Patient Profile
- woman 42 years old
- Infertility history of about 18 years
- Over 20 previous IVF attempts
- Multiple previous hysteroscopies and laparoscopies
- Very burdened reproductive history
- Perimenopausal hormonal profile at first assessment
effort history
The patient had behind her an extremely long infertility path, lasting almost 18 years.
There had been more than 20 attempts at IVF, as well as repeated invasive procedures, such as hysteroscopies and laparoscopies.
Despite many attempts, no pregnancy had been achieved.
When we first met, the picture was particularly difficult. The hormonal profile was very bad, with perimenopausal status characteristics, while the response of the ovaries to IVF drugs was practically non-existent.
clinical challenge
The main difficulty of the incident was the extremely low ovarian response.
Despite the administration of maximum doses of injectable drugs for IVF, in four consecutive attempts no follicle was developed.
This means that there was not even the possibility of receiving an egg.
In such a context, the prognosis is considered extremely unfavorable. The patient did not simply have a low response; essentially, she did not respond at all to the usual drug stimulation.
This is one of the cases where medical logic could easily lead to the cessation of efforts.
Psychological dimension
Despite the long course, repeated failures and extremely difficult medical data, the couple maintained a rare persistence and faith.
The strength with which they persisted was so clear that there was no doubt that it deserved to continue the effort.
It was not a persistence blind or absurd. It was the deep need of two people who, despite everything, could not yet accept that their journey was over.

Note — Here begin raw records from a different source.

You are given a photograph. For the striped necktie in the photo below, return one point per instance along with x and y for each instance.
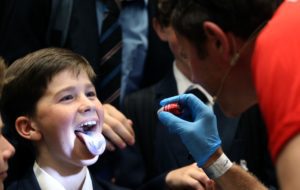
(109, 75)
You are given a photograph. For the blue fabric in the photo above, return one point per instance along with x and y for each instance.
(100, 11)
(134, 23)
(198, 132)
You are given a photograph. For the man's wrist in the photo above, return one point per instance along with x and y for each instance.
(219, 167)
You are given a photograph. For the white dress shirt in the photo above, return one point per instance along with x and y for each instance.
(47, 182)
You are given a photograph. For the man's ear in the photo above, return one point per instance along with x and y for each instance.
(159, 30)
(25, 127)
(218, 38)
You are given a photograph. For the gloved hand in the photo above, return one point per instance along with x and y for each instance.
(200, 134)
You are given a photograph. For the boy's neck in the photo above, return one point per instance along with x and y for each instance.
(70, 180)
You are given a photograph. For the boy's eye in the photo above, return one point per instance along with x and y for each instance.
(66, 98)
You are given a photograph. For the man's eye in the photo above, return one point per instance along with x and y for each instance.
(66, 98)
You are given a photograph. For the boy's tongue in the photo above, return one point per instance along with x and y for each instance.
(94, 141)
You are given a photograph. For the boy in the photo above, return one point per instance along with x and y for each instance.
(51, 111)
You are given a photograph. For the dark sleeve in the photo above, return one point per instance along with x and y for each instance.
(23, 27)
(136, 163)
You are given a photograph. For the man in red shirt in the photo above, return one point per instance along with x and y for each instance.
(242, 52)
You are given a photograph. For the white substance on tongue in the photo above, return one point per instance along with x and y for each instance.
(94, 141)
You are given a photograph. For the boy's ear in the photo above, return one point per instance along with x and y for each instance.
(218, 38)
(26, 129)
(159, 30)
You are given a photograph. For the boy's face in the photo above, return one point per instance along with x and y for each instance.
(6, 152)
(69, 116)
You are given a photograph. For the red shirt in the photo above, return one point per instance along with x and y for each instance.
(276, 72)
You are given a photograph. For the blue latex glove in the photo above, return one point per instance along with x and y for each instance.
(196, 126)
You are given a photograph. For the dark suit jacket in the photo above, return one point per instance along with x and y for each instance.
(161, 151)
(29, 181)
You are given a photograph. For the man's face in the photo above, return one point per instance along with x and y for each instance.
(67, 112)
(232, 85)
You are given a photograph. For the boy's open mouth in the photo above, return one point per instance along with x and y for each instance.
(91, 136)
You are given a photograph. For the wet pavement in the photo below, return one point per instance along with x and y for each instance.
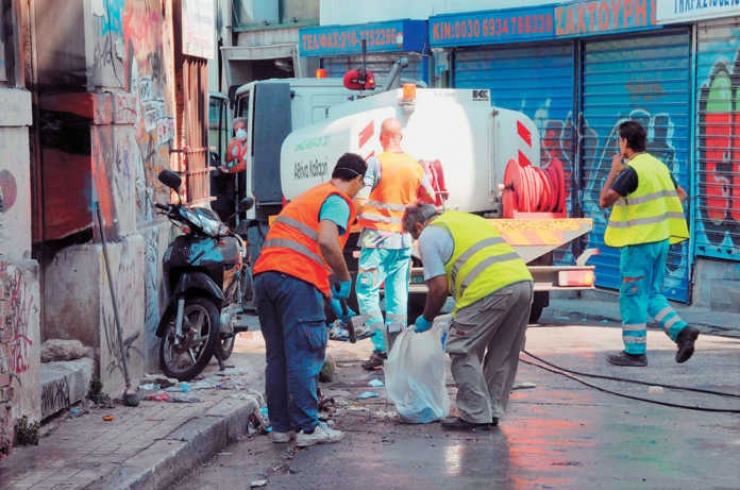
(559, 434)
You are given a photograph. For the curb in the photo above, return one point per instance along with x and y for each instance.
(168, 459)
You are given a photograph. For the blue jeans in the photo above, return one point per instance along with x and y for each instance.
(293, 323)
(642, 268)
(392, 267)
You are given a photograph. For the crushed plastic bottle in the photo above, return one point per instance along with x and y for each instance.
(184, 398)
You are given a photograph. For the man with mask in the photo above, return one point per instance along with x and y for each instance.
(237, 149)
(228, 184)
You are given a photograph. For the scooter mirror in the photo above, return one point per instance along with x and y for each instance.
(246, 204)
(170, 179)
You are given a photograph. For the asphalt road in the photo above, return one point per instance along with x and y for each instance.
(558, 434)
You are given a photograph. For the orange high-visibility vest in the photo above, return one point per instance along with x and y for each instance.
(292, 244)
(400, 179)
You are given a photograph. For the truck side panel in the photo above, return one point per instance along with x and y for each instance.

Diagnostic & Therapeutic Approach
- Complete reassessment of history
- Recognition of extremely poor ovarian response
- Avoiding repetition of the same intense protocols to no avail
- Personalized Therapy Scheme Design
- Adapting the pharmaceutical approach to the real potential of the ovaries
- Objective: not the production of many eggs, but the possibility of recruiting even one functional follicle
After four cycles without any follicle, it was decided to apply a fully personalized treatment regimen, different from previous attempts.
Logic was no longer the maximum stimulation with large amounts of drugs, but a more careful, adapted and targeted approach.
IVF Strategy
In the fifth attempt, with a personalized therapeutic protocol and smaller, carefully adjusted amounts of drugs, a follicle was finally recruited.

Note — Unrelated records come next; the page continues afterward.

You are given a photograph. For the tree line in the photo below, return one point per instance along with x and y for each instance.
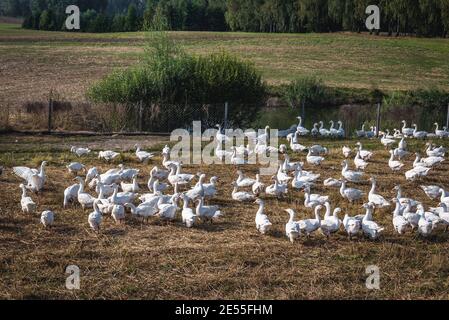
(398, 17)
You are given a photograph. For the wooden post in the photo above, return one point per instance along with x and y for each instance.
(303, 115)
(141, 116)
(378, 119)
(50, 114)
(447, 117)
(226, 115)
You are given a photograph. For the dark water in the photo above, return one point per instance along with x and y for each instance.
(353, 116)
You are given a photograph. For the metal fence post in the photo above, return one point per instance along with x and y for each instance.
(50, 114)
(378, 119)
(447, 117)
(226, 115)
(141, 116)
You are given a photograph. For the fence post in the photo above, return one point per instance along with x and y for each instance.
(378, 119)
(141, 116)
(226, 115)
(447, 118)
(303, 112)
(50, 114)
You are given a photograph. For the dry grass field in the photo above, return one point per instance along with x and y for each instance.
(34, 62)
(226, 260)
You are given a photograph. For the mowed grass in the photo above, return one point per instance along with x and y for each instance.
(226, 260)
(35, 62)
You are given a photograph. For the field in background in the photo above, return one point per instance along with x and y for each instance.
(35, 62)
(226, 260)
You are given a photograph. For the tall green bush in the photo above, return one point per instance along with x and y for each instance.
(169, 76)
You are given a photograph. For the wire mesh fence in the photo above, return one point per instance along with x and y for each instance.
(164, 118)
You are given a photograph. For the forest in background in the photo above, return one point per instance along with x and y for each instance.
(398, 17)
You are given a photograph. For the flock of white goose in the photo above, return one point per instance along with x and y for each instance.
(118, 189)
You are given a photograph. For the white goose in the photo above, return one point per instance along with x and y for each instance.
(35, 179)
(188, 216)
(121, 198)
(394, 164)
(95, 218)
(375, 198)
(27, 204)
(340, 131)
(176, 177)
(406, 131)
(244, 182)
(352, 226)
(332, 183)
(127, 174)
(142, 155)
(419, 134)
(402, 144)
(387, 142)
(411, 217)
(439, 133)
(292, 229)
(323, 132)
(346, 151)
(85, 200)
(70, 194)
(277, 189)
(118, 213)
(400, 223)
(131, 187)
(241, 196)
(263, 223)
(427, 162)
(360, 164)
(314, 160)
(300, 129)
(365, 154)
(236, 159)
(417, 173)
(332, 131)
(432, 151)
(314, 197)
(282, 176)
(318, 150)
(402, 200)
(361, 133)
(400, 153)
(296, 147)
(350, 193)
(315, 131)
(258, 187)
(207, 213)
(351, 176)
(433, 192)
(331, 223)
(80, 151)
(210, 189)
(75, 167)
(222, 154)
(108, 155)
(197, 191)
(47, 218)
(144, 211)
(91, 174)
(221, 137)
(309, 226)
(167, 211)
(370, 228)
(425, 227)
(161, 187)
(288, 166)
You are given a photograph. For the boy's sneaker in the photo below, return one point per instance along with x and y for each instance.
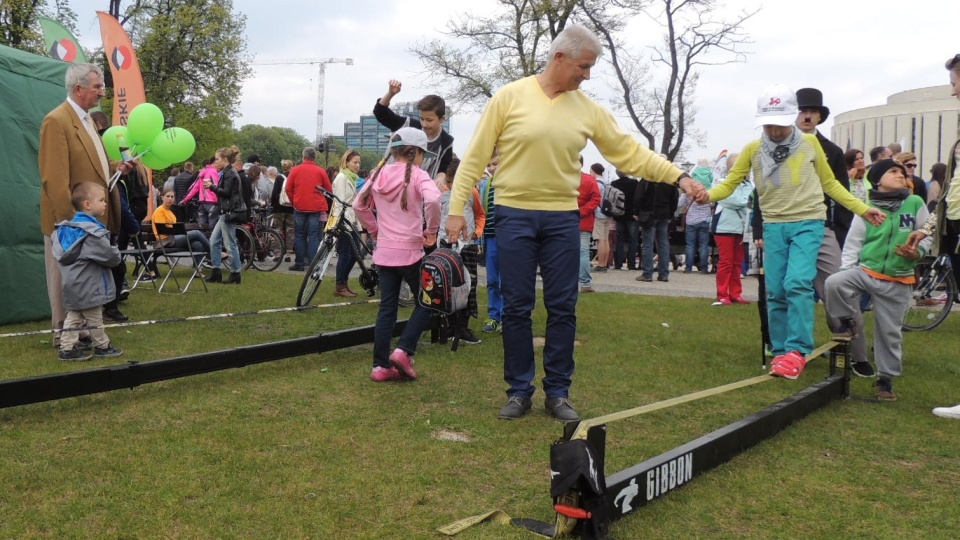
(492, 325)
(848, 330)
(863, 369)
(76, 355)
(948, 412)
(403, 363)
(562, 409)
(107, 352)
(467, 336)
(884, 388)
(788, 366)
(382, 374)
(515, 408)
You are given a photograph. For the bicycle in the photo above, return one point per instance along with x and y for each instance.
(933, 294)
(260, 246)
(369, 279)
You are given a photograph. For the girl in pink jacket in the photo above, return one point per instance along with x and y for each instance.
(404, 198)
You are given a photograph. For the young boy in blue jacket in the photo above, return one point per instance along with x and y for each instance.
(880, 262)
(82, 248)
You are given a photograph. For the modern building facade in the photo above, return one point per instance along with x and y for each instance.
(924, 121)
(368, 134)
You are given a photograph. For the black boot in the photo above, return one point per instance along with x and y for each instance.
(215, 276)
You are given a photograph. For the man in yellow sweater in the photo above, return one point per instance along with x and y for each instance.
(539, 125)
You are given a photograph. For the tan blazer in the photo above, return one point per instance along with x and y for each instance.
(67, 157)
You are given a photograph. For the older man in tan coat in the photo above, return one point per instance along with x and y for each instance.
(71, 152)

An egg arose from this one follicle.
One egg was fertilized and developed into an embryo.
And this one fetus eventually led to pregnancy.
Result
The result was the birth of a healthy girl.
A child who emerged after 18 years of infertility, over 20 failed attempts and four consecutive cycles without any egg.
Today we have the pleasure of seeing this little girl in the wife's pediatric clinic.
The couple, even after years, seems to have a hard time believing that they had a child.
And we rejoice from a distance for them, with respect for their journey and without participating in any dramatization of this story.
clinical conclusions
- Very low ovarian response does not always mean absolute end of effort
- Repeating the same intense protocols is not always the right solution
- In some cases, smaller and more carefully planned pharmaceutical interventions may be more effective
- Even a single egg can matter
- The individualization of treatment can change the prognosis even in extremely unfavorable cases
- The couple's faith and perseverance, when combined with medical judgment and proper planning, can lead to unexpected results
- The effort should not always stop because the previous shapes failed
The lesson of the incident
This couple taught something very important.
That the effort should not be mechanically stopped, just because the data seems extremely difficult or because the previous attempts did not work.
It does not mean that false hopes should be cultivated.
But it means that when there is even a small margin, when the couple is fully aware and when medical planning can be effectively adapted, it is worth considering every possibility.
Through this incident, this lesson helped many other couples later.
Final message
There are stories that do not impress with the quantity.
There weren't many eggs. There weren't many embryos. There were no great chances.
There was a pocket. an egg. an embryo. And finally, a child.
In some incidents, life doesn't need much to begin.
You just need not to stop just before the unique opportunity appears.